FedEx shares fell Wednesday after the logistics giant forecast current-quarter profit below expectations, pressured by U.S. tariffs and President Donald Trump's move to revoke duty-free status on certain consumer shipments from China.
Shares of FedEx were down 6% in premarket trade, while rival UPS fell about 1%. German peer DHL also dropped nearly 2%.
"The global demand environment remains volatile," said CEO Raj Subramaniam during an earnings webcast, as the company failed to provide full-year earnings and revenue forecasts, pointing to uncertainties surrounding U.S. trade policies.
FedEx, along with rival UPS, is seen as an economic bellwether due to its broad customer base across industries, giving it an early insight into shifts in demand.
Russ Mould, investment director at AJ Bell, noted FedEx's inability to deliver an outlook for the year felt "quite telling."

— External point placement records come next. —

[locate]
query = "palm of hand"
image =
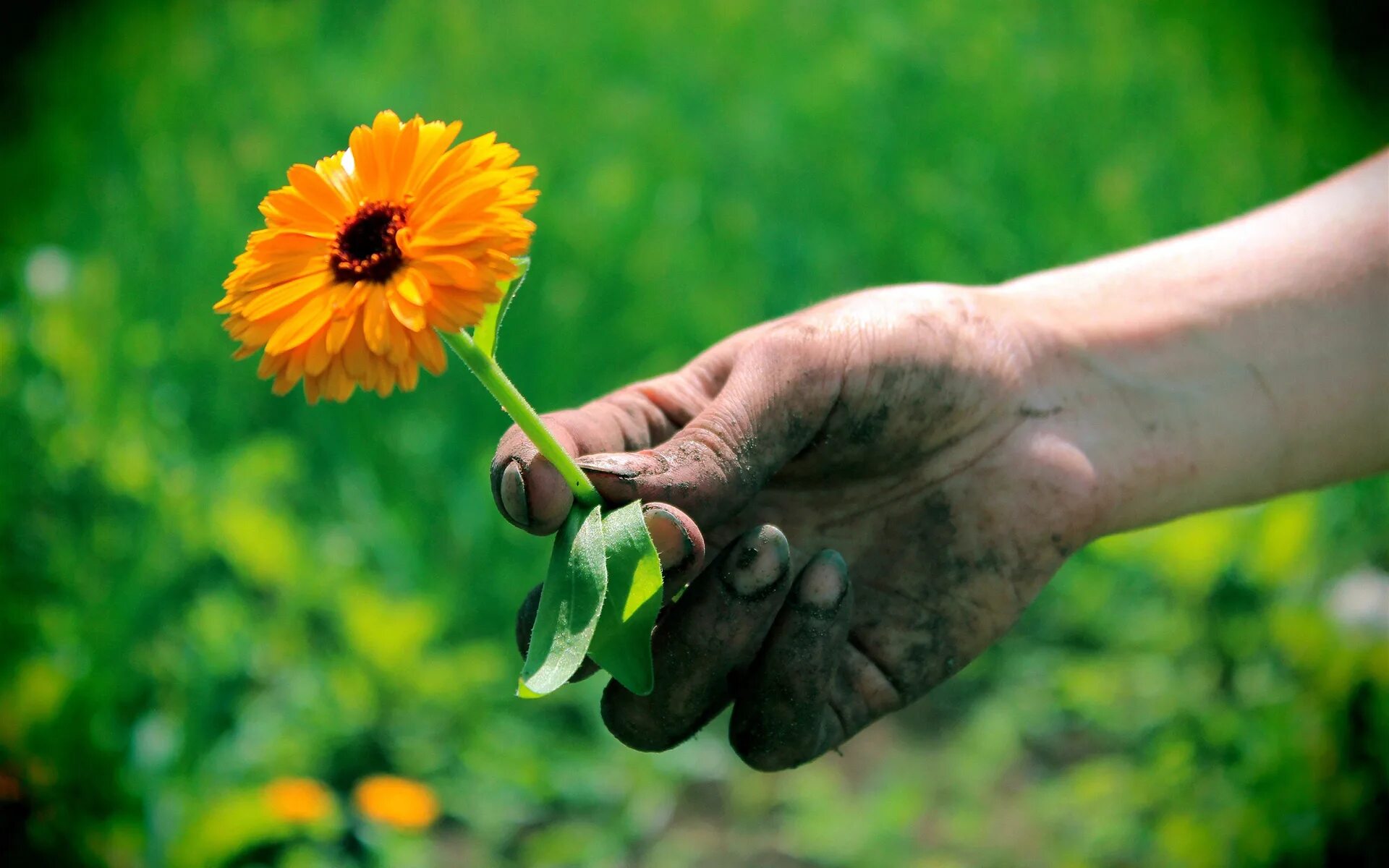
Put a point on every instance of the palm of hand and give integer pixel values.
(895, 427)
(949, 493)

"This may result in some consternation in the markets beyond just the fortunes of FedEx itself."
The Trump administration in April imposed a tariff rate of 145% on China that intensified a global trade war, before reducing it to 30% in May. With FedEx having more exposure to China than UPS, executives said they expect tariff policies to continue weighing on the U.S.-China air trade transit.

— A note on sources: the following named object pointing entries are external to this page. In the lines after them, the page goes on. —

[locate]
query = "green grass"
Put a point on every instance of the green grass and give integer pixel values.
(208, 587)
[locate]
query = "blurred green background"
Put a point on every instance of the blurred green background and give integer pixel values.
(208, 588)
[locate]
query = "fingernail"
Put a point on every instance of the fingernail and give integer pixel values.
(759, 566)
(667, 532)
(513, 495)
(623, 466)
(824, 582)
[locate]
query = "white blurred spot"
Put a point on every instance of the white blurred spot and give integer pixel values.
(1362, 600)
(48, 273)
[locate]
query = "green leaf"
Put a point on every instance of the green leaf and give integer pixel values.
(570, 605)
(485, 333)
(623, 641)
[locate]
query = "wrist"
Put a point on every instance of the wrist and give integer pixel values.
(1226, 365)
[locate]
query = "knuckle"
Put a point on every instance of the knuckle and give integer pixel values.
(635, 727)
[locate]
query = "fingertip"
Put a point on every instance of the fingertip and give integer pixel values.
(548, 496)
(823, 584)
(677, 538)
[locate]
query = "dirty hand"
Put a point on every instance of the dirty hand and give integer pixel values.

The biggest hit is from the Trump administration ending duty-free status for direct-to-consumer shipments — valued at less than $800 — from China-linked bargain sellers like Temu and Shein, FedEx Chief Customer Officer Brie Carere said.

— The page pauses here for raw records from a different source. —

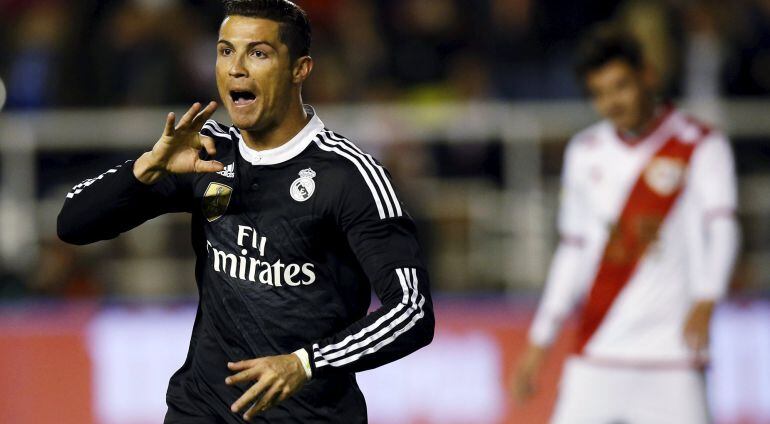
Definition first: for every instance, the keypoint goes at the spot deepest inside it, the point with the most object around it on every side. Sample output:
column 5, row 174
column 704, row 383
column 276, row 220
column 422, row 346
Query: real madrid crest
column 216, row 198
column 665, row 175
column 304, row 186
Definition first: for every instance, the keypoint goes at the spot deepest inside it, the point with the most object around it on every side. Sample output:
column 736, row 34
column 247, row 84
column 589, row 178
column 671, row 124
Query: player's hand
column 696, row 328
column 277, row 378
column 525, row 375
column 177, row 151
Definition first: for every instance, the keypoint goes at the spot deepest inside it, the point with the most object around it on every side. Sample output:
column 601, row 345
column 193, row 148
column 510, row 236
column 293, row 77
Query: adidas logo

"FedEx is like the economy's Fitbit. Express shows business demand, Ground tracks e-commerce, and Freight reflects industrial strength. Right now, all three are looking sluggish," said Michael Ashley Schulman, partner at Running Point Capital Advisors.
The company's dour outlook overshadowed a better-than-expected profit for the fourth quarter that ended May 31, as cost cuts and improved export volumes helped push operating margins higher.
FedEx's "cost cutting drive is continuing, but it's clear that it'll face more challenges ahead amid ongoing trade unpredictably," said Susannah Streeter, head of money and markets at Hargreaves Lansdown.